ICEORY/PMF

When shall we use pcd_aug?

hadonga opened this issue · 3 comments

Thanks in advance for sharing your code for public research. The code is very standardized and easy to understand.

For my understanding, ./pc_processor/dataset/preprocess/augmentor.py is to preform PC augmenting operation such as flip, translation, etc. However, my concern is whether this will break image matching ( Lidar to camera2 matrix). Then I noticed that you have set the value of pcd_aug to false in ./tasks/pmf/trainer.py.

My questions:

1. Do you adopt pcd_aug in training?
2. In what situations should we adopt pcd_aug?
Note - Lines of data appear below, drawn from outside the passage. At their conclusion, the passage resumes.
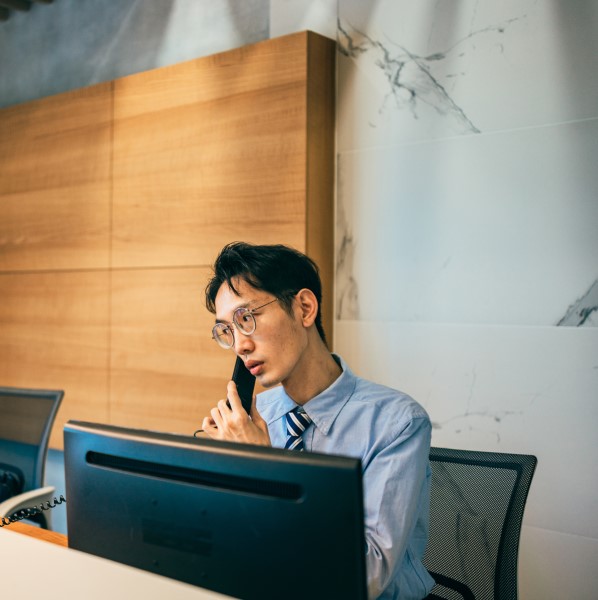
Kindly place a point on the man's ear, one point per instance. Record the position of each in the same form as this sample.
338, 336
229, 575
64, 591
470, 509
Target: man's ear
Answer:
308, 306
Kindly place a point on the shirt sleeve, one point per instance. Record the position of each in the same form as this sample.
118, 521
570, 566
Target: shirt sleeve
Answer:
396, 484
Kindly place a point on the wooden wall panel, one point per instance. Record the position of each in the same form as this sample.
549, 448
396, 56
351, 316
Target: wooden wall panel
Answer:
54, 182
191, 176
162, 370
114, 201
54, 334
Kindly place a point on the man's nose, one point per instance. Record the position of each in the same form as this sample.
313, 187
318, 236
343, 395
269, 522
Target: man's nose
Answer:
243, 343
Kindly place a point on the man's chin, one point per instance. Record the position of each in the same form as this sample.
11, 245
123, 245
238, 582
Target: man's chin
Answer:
266, 382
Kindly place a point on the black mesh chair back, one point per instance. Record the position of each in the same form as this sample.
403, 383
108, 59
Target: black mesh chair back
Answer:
476, 510
26, 419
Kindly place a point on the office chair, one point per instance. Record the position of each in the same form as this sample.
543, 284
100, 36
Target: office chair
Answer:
476, 510
26, 419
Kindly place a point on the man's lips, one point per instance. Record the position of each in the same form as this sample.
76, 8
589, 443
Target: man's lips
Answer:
254, 367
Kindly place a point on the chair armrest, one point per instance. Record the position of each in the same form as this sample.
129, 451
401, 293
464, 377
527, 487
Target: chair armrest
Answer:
28, 500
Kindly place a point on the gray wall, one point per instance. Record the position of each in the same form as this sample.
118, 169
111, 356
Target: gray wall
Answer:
75, 43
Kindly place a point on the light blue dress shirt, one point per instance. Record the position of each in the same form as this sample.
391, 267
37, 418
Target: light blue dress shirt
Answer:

Looking forward to your reply, thanks.

Thanks for attention.

  1. Use pcd augmentation in the training stage. What written in the ./tasks/pmf/trainer.py is just a default value, you can check augmentation related config for more info.
  2. Pcd augmentation is to avoid over fitting, it's nearly always used in the training stage, but some methods will also adopt augmentation in the test stage, you can google test time augmentation or TTA for details, but I think it's more like a kaggle trick, which cannot improve the real ability of the algorithm.

Hi @hadonga Did you reproduce the performance reported in the paper using augmentation?
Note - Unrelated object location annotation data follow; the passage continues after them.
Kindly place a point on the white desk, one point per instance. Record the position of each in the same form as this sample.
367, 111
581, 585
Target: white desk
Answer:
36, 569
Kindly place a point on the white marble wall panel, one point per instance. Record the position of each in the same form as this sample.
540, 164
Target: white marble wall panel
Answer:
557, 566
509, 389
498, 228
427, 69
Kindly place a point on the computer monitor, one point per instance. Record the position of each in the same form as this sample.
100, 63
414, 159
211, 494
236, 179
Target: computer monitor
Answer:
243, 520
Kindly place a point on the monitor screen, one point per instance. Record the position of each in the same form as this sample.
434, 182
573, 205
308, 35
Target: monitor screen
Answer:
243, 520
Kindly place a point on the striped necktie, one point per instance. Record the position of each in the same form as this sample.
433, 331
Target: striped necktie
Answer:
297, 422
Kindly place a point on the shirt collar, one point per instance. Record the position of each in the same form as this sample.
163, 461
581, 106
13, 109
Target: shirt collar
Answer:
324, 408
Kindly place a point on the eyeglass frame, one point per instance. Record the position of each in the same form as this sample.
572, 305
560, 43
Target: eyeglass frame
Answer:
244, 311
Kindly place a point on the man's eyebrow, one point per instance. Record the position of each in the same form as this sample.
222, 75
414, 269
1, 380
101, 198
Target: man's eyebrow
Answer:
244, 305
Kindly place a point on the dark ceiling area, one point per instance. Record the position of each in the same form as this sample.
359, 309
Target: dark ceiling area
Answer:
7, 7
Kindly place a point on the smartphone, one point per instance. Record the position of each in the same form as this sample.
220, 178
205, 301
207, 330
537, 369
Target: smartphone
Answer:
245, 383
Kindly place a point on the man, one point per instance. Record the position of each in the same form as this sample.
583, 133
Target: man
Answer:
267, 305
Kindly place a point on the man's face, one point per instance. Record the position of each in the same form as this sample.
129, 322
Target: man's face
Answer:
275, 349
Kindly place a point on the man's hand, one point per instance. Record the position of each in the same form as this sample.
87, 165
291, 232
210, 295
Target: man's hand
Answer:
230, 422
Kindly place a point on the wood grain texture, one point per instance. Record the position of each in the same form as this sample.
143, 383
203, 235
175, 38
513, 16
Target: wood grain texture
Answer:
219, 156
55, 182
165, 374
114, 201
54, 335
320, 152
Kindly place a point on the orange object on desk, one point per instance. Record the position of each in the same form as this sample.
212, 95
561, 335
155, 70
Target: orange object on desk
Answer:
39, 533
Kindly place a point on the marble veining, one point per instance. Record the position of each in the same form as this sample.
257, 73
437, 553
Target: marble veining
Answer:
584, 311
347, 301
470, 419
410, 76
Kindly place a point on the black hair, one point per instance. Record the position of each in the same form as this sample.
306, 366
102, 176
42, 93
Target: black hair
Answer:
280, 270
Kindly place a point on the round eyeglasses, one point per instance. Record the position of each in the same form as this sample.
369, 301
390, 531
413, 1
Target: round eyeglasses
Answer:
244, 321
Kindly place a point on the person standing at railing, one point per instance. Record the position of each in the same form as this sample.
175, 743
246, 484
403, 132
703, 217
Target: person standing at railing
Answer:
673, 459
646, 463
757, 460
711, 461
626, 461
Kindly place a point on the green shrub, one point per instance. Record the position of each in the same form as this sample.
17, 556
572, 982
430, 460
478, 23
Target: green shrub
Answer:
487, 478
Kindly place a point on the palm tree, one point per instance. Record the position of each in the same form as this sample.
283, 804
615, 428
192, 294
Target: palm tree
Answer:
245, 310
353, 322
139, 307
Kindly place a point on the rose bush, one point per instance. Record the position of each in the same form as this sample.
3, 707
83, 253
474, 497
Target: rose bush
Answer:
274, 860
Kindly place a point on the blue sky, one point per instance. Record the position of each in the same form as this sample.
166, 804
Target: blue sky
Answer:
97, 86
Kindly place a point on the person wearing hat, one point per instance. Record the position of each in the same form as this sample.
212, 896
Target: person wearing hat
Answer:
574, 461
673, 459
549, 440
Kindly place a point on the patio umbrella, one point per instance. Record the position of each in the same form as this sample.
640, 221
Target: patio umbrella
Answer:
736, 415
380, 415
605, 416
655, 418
Hi there. Data augmentation is a nice try to improve the performance. However, as you mentioned in your email, it turns out the performance is even worse after w/ augmentation. In my opinion, it is because the simple augmentation(augmentor.py) will break the consistency between PC and image. You can find some cross-modal augmentation papers to get more insights. good luck~ ps. pointaugmenting is a good paper.